I am confused. The question says Let x represent the number of years since 1990. Your teacher says since x represent years since 1900 which is it ?
For part A, you said A. Find the equation of the least squares line and the coefficient of correaltion see below for equation of the least squares line and the coefficient of correaltion is 1.35 You got a coeff of correlation of 1.35 That should make you very suspicious. Remember this fact: Pearson correlation coefficient is between +1 and −1 inclusive. This tells you that any estimate outside this range -1 to +1 is not correct. for 2 variables x and y +1 means completely correlated, which means if you know x you know y. It also means that when x gets bigger, y gets bigger. In other words, there is a formula y= mx+b that you can figure out. It will have a positive m. This formula will perfectly predict y when you plug in x. Or, if you know y, you can figure out x using this formula. -1 means completely anti-correlated. One could say the two variables are completely correlated, except that as x gets bigger, y gets smaller. So there will be a line y= mx +b. But in this case, m will be a negative number. 0 for a correlation between x and y means the two variables are not correlated. Example, the last digit of your telephone number and your weight. If you get a set of numbers (last digit, weight) you should see a coefficient near 0, because knowing someone's weight does not give any information on knowing the last digit of their telephone number. On the other hand, if you have a correlation of +0.5 between x and y, that means that (on average) if x is bigger then y is bigger, but the rule is a bit "sloppy". An example in real life is height and weight. If you know someone's height, you can guess their weight better than if you did not know their height. But even if you know their height, you still don't know their exact weight. Height and weight are correlated, but not 100% (not with coeff=1)
For part A, you said value for Σy is 145.2 (12.8+13.9+15.0+14.7+15.1+15.2+15.6+17.0+17.4+17.2+16.8+16.7+16.9+17.0) If I copy and paste the line of numbers into google's search window I get 221.3 So you might want to use that as a check. Another way is use a programmable calculator which computes statistics (though it is a bother figuring out how to use them!)

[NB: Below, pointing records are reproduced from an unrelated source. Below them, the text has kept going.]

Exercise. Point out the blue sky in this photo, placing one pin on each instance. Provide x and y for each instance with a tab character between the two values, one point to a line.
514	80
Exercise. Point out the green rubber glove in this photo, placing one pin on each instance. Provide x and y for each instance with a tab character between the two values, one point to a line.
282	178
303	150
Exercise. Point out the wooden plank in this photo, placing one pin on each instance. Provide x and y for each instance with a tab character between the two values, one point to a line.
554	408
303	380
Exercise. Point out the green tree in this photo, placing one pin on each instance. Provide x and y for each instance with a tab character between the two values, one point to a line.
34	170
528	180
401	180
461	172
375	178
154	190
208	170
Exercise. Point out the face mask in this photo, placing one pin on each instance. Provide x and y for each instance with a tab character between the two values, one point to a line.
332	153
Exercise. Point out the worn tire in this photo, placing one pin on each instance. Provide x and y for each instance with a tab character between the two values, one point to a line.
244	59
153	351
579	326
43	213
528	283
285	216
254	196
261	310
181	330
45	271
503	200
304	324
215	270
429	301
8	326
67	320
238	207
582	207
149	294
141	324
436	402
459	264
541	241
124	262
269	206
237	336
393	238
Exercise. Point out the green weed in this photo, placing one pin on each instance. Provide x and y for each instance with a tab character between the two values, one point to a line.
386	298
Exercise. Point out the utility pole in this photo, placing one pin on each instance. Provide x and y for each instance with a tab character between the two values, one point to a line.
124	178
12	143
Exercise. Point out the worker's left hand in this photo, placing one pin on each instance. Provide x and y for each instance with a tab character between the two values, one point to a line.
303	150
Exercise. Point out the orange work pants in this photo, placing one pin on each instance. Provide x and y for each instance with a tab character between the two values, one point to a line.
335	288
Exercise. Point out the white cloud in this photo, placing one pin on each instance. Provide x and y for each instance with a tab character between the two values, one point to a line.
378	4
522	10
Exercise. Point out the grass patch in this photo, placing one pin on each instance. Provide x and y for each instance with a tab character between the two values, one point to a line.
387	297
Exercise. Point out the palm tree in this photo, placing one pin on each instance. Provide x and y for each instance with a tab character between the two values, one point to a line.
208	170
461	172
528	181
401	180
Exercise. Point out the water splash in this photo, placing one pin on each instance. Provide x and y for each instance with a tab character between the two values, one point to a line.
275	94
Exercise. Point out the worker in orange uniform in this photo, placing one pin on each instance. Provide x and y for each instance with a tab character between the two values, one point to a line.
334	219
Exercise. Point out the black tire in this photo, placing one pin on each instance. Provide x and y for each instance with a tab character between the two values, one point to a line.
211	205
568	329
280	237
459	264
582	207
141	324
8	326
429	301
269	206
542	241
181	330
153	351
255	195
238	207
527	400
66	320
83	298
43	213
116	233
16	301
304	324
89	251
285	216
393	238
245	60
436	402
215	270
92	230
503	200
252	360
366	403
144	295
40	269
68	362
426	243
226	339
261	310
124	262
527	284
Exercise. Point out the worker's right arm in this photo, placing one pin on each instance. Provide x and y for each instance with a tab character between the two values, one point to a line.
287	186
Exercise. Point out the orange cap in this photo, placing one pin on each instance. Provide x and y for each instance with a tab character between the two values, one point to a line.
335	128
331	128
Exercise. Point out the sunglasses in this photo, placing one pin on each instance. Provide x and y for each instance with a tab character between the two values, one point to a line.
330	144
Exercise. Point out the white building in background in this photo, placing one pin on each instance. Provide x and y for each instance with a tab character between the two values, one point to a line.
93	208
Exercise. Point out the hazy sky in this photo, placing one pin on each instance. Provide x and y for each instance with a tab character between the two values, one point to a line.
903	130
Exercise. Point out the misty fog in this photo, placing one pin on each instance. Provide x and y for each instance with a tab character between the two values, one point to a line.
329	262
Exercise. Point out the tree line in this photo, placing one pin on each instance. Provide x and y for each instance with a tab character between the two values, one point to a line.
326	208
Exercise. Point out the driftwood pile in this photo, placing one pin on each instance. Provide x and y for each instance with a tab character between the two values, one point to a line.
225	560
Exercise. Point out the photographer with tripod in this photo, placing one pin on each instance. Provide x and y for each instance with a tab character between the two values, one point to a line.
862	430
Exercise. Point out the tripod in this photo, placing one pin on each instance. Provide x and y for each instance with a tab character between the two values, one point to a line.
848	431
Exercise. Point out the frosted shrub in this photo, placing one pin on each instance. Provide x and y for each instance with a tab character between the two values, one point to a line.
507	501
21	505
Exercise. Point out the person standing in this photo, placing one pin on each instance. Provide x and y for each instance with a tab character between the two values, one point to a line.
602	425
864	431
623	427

I don't recognize your formula for m . Can you post it? Meanwhile, here is a formula that I know works: \[m = \frac{ \frac{Σxy}{n}-\bar{x}\bar{y}}{\frac{Σ(x^2)}{n} - (\bar{x})^2} \] \[ \text{ average x value is }\bar{x}= \frac{Σx}{n} \] \[ \text{ average y value is }\bar{y}= \frac{Σy}{n} \] n is the number of terms. n =14 for this problem
so if i replace my n with the 14 on what i had will it work out?
m=n(∑xy)−(∑x )(∑x ) ÷n(∑x2) − (∑x)2 is the formula that is in the book..
OK, your formula makes sense. But what is x? is it year - 1990 (like in the question) or year - 1900 (like what your teacher said)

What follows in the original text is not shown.